Neil Simon's Brighton Beach Memoirs is one of his most widely respected plays. Simon earned kudos for what many critics consider the best example of his efforts to combine his trademark humor with a level of drama and character introspection. Brighton Beach Memoirs was first produced at the Ahmanson Theatre in Los Angeles on December 10, 1982. It debuted on Broadway on March 27, 1983, at the Alvin Theatre. Like many of Simon's successes, Brighton Beach Memoirs enjoyed a lengthy run and financial success. The play won Simon the New York Drama Critics Circle Prize for Best Play.
Critics attributed much of the success of Brighton Beach Memoirs to Simon's newfound sophistication. Before this play, Simon had a long career of successful plays that were either comic or serious. His previous attempts to combine the two rarely impressed critics or audiences. Critics praised Brighton Beach for its deft characterizations and meaningful humor. Some attribute this to the fact that Simon knew his material well. Though not strictly autobiographical, Simon based the play on his memories of growing up in New York City in the years just before World War II. Despite the play's success, some critics found Brighton Beach Memoirs superficial, comparing it to a soap opera, albeit one with good jokes.

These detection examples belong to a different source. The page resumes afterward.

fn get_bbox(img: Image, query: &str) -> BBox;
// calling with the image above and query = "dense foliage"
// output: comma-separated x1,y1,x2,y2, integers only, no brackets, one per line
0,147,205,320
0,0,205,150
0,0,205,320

The success of Brighton Beach Memoirs led to two more plays featuring protagonist Eugene Jerome and his family, 1985's Biloxi Blues, which dealt with Eugene's armed service years, and 1986's Broadway Bound. Each of these plays received more positive reviews and contained more extensive autobiographical material than Brighton Beach Memoirs. With the success of this trilogy, Simon's reputation as a premiere American playwright was cemented.